RocksDB is developed and maintained by Facebook Database Engineering Team. It is built on earlier work on LevelDB by Sanjay Ghemawat (sanjay@google.com) and Jeff Dean (jeff@google.com)

This code is a library that forms the core building block for a fast key value server, especially suited for storing data on flash drives. It has a Log-Structured-Merge-Database (LSM) design with flexible tradeoffs between Write-Amplification-Factor (WAF), Read-Amplification-Factor (RAF) and Space-Amplification-Factor (SAF).

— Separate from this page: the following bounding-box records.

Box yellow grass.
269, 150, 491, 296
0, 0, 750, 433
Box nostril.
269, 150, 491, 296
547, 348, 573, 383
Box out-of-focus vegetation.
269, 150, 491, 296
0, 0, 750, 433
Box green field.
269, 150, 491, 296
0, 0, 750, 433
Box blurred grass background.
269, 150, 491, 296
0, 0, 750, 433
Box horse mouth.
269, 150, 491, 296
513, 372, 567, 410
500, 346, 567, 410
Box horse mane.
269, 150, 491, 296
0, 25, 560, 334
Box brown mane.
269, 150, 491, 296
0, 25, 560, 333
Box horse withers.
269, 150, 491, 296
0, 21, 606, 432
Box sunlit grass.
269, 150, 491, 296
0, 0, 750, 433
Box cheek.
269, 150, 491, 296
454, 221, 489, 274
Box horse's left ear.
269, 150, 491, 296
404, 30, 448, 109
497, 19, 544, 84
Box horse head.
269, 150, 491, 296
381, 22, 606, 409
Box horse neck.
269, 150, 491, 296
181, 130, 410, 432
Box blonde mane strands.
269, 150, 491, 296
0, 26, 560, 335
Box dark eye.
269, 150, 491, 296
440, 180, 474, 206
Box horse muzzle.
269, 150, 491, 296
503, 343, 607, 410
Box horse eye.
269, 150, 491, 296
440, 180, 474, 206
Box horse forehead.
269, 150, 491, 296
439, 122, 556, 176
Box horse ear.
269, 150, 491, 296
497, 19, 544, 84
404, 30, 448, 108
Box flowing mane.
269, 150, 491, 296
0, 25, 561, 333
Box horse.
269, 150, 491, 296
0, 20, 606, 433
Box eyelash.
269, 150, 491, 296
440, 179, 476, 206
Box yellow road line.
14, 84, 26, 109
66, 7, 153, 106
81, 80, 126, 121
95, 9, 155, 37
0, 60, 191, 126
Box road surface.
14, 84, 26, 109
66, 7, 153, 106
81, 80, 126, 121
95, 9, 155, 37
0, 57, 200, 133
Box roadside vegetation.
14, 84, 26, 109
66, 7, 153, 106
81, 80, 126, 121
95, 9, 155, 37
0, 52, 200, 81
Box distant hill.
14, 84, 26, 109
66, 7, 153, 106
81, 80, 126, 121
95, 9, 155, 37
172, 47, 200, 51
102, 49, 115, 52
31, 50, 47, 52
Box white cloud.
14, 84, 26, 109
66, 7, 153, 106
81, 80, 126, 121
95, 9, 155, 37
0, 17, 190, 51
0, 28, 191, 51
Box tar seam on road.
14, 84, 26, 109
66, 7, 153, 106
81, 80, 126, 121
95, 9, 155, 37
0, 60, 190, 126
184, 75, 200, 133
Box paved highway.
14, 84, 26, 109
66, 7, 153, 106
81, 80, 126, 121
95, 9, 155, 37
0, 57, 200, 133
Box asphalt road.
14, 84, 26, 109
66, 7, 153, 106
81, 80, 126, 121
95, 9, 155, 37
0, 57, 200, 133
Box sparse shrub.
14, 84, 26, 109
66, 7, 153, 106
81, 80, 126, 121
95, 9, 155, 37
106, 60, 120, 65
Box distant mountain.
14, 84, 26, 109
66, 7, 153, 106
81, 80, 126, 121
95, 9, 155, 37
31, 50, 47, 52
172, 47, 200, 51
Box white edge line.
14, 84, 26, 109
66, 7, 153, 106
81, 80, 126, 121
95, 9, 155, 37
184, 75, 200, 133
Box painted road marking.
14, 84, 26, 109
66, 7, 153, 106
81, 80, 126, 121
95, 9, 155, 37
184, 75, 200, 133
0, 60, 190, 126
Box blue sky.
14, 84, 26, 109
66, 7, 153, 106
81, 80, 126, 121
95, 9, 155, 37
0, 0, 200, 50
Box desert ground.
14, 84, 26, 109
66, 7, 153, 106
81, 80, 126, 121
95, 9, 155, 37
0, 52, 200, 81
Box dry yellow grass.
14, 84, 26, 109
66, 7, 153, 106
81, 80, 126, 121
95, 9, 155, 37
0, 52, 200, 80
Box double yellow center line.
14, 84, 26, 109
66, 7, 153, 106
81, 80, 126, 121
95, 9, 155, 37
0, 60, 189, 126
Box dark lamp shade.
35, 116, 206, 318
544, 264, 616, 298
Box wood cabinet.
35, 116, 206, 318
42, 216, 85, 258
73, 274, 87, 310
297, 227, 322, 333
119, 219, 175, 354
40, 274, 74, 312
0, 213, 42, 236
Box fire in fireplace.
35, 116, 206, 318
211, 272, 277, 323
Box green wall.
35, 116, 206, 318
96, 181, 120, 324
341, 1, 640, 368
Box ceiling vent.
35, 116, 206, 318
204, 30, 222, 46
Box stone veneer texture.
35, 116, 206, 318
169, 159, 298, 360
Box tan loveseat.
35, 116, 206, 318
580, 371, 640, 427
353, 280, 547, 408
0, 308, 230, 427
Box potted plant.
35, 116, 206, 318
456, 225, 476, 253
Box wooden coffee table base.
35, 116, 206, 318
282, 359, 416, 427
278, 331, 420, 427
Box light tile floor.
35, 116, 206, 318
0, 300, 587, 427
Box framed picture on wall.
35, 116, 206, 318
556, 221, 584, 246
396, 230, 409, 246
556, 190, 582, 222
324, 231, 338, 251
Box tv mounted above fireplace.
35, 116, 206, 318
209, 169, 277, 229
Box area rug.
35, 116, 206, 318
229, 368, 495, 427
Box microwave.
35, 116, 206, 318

It has multi-threaded compactions, making it specially suitable for storing multiple terabytes of data in a single database.

Start with example usage here: https://github.com/facebook/rocksdb/tree/master/examples

See the github wiki for more explanation.

The public interface is in include/. Callers should not include or rely on the details of any other header files in this package. Those internal APIs may be changed without warning.

Design discussions are conducted in https://www.facebook.com/groups/rocksdb.dev/

License

RocksDB is dual-licensed under both the GPLv2 (found in the COPYING file in the root directory) and Apache 2.0 License (found in the LICENSE.Apache file in the root directory). You may select, at your option, one of the above-listed licenses.